The term ohel mo'ed (tent of assembly) has the root "ed".  This tent was the federal seat where all the representatives met.  This indicates that the edah was a highly organized political entity.

The term aron haedut (ark of the testimony) has the related word "edut", a word that refers to the promulgation of the covenant.

The term eday (my witnesses) is from the same root as edah and is used in Isaiah 43:10-12 where G-d says that Israel is a witness to the fact that He is G-d.

The term edot refers to the mitzvot that testify to G-d's revelation of His love to His people Yisrael.  For example, the Passover reveals G-d's ultimate desire to send Yeshua--THE Passover Lamb.

The book of Joshua (9:15) gives another set of clues as to how the edah functions:

"Then Joshua made a treaty of peace [shalom] with them to let them live, and the leaders [nesi'ai] of the assembly [edah] ratified it by oath [shevua]."

The edah was the entity that was able to ratify covenants by making an oath [shevua].  And it had representatives [nesi'ai].  In Joshua, we see that the nesi'im had to secure the consent of the edah.  This idea of consent, by the way, is also seen in the Jerusalem Council in that James, the nasi of the council could only render a verdict after there was unanimous consent of the council.

So how do we summarize all of this data?  I don't think we can.  I don't think these words can be translated into English.  Have a nice day!  : )

Just kidding.  Even though we can't translate these terms (at least not accurately) there's something we can take away from this word study.

The edah is not functioning today as an edah.  There are kehillot---you've got Reform, Orthodox, Messianic, etc.  But there's no edah right now.  It's a shame.

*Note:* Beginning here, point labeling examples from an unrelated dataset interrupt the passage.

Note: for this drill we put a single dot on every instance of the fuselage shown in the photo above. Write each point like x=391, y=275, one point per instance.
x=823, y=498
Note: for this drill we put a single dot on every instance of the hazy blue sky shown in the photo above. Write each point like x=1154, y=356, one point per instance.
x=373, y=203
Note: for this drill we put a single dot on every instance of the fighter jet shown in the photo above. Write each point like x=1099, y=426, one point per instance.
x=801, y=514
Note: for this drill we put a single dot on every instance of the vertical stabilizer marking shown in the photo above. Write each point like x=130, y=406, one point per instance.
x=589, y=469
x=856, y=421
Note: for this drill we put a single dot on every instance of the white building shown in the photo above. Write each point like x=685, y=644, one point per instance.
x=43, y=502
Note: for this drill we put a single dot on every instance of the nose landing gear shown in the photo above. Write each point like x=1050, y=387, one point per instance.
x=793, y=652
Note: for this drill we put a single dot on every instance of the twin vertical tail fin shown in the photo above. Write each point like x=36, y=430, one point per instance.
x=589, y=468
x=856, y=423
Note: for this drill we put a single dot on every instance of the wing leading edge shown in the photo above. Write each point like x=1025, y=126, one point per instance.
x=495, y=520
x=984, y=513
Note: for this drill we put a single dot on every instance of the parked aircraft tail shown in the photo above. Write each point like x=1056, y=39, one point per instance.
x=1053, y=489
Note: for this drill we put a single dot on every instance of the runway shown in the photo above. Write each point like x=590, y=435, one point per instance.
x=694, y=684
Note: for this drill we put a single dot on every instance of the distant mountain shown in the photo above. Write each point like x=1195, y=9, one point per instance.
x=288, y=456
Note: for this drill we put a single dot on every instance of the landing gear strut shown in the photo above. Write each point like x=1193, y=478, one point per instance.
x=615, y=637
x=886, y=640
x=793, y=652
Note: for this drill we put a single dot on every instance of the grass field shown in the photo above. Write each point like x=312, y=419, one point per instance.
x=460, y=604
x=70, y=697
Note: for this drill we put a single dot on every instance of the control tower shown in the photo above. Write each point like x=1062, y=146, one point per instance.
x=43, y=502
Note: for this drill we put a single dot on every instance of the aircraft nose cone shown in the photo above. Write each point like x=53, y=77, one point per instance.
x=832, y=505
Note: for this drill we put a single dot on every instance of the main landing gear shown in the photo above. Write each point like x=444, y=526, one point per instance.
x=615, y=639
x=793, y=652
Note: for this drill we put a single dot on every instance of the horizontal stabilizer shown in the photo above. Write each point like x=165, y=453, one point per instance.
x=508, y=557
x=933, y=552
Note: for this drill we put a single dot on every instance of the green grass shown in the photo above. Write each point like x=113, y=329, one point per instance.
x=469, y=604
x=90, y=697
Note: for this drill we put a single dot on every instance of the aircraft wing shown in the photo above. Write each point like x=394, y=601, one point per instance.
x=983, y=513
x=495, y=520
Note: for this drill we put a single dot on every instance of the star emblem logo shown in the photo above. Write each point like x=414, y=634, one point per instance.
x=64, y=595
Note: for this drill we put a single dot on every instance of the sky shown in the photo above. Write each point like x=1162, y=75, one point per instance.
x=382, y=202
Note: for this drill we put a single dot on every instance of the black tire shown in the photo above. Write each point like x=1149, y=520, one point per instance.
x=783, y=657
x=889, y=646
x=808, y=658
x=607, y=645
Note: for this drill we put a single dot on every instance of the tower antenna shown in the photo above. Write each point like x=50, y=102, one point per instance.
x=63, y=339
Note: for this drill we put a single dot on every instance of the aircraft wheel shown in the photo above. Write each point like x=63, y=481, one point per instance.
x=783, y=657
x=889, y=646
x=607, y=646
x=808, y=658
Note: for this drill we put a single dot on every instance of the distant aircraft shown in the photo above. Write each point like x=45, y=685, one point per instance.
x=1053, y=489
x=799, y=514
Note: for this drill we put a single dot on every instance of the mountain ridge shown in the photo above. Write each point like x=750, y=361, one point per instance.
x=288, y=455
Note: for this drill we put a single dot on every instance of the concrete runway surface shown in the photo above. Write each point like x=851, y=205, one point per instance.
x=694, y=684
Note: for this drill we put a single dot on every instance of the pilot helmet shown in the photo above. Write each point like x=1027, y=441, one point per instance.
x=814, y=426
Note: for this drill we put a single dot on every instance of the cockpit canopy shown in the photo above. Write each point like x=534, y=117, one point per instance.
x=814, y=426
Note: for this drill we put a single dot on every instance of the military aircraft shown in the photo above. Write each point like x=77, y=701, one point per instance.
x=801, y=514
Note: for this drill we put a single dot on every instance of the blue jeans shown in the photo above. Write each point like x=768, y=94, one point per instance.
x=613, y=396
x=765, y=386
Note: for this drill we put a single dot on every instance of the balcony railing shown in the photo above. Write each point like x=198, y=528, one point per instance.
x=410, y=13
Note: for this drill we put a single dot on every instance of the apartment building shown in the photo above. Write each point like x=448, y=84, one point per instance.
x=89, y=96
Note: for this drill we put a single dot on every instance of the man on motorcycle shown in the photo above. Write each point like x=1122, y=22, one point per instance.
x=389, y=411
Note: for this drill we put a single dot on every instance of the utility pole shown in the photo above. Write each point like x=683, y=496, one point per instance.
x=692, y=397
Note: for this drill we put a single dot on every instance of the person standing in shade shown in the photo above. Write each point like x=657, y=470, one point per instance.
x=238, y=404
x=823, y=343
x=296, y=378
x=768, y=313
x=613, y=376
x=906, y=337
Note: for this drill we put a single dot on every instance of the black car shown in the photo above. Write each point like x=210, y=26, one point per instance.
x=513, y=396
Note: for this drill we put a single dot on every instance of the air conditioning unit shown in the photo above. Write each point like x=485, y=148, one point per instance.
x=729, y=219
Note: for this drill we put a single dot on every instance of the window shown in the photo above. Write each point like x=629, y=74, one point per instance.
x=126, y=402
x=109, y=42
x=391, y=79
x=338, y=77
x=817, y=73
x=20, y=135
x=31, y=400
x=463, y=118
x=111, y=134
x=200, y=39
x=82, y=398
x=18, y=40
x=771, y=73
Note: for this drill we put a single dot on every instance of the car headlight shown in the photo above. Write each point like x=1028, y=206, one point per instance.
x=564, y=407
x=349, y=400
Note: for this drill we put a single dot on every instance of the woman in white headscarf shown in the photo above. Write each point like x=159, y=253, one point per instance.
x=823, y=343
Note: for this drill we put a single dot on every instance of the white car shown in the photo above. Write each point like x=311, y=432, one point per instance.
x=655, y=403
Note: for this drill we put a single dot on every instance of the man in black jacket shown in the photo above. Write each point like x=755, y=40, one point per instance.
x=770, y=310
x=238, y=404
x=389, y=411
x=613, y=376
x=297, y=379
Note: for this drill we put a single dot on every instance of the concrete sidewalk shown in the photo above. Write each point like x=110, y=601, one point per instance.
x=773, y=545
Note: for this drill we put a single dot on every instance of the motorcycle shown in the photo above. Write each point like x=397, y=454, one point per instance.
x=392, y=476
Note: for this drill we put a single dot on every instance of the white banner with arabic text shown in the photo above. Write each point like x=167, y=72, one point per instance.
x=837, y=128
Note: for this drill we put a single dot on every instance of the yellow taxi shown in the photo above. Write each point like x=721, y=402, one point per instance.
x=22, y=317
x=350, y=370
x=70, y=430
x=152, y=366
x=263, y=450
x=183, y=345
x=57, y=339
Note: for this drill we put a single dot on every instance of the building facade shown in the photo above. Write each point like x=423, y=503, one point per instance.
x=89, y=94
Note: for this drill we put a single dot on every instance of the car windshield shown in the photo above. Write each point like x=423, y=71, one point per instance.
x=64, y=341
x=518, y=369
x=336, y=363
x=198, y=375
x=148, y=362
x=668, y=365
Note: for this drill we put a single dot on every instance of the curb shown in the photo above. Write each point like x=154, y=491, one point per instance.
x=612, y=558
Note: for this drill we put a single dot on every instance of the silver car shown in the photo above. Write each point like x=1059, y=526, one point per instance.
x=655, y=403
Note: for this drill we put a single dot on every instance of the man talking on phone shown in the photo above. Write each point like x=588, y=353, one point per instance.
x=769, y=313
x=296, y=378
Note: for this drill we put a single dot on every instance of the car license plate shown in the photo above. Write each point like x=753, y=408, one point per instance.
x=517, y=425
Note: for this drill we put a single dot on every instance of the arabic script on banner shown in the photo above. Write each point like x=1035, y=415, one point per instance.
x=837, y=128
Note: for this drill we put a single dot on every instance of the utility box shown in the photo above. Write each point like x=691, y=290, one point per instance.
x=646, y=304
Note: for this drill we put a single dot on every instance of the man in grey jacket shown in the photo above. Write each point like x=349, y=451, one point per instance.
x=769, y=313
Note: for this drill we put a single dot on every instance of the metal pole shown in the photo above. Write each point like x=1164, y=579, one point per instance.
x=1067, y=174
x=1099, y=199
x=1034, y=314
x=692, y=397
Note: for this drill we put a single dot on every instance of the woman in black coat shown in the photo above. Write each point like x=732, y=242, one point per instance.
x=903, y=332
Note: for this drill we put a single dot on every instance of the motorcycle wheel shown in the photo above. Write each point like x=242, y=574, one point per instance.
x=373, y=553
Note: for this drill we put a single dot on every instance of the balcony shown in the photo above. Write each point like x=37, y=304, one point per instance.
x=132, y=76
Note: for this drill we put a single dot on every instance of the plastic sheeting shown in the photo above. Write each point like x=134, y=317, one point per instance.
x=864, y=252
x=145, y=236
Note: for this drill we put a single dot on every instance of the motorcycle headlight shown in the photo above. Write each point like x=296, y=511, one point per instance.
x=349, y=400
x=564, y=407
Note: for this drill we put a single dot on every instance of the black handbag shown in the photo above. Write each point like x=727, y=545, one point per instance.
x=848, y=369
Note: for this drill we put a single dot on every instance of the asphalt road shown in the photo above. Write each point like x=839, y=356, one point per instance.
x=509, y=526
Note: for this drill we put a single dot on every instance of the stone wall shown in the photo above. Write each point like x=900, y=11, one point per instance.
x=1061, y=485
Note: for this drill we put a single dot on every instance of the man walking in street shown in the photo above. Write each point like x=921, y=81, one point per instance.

We need to start rebuilding and unifying the Body so that we can truly be a testimony to the oneness of HaShem.

1 comment:

  1. I appreciate your work here, Peter. Very good. Very wholesome. It's good midrash and a good derash if you get my meaning. I struggle a lot with language, though I do speak several. Perhaps its BECAUSE I speak several. There are not only things that I can SAY in Korean that I can't in English; there are things that I can THINK in Korean than I can't in English. Hebrew is just as bad. How many versions of "vision" are there, anyway? So I empathize with your "I don't think these words can be translated...Have a nice day!" LOL. Keep up the good work.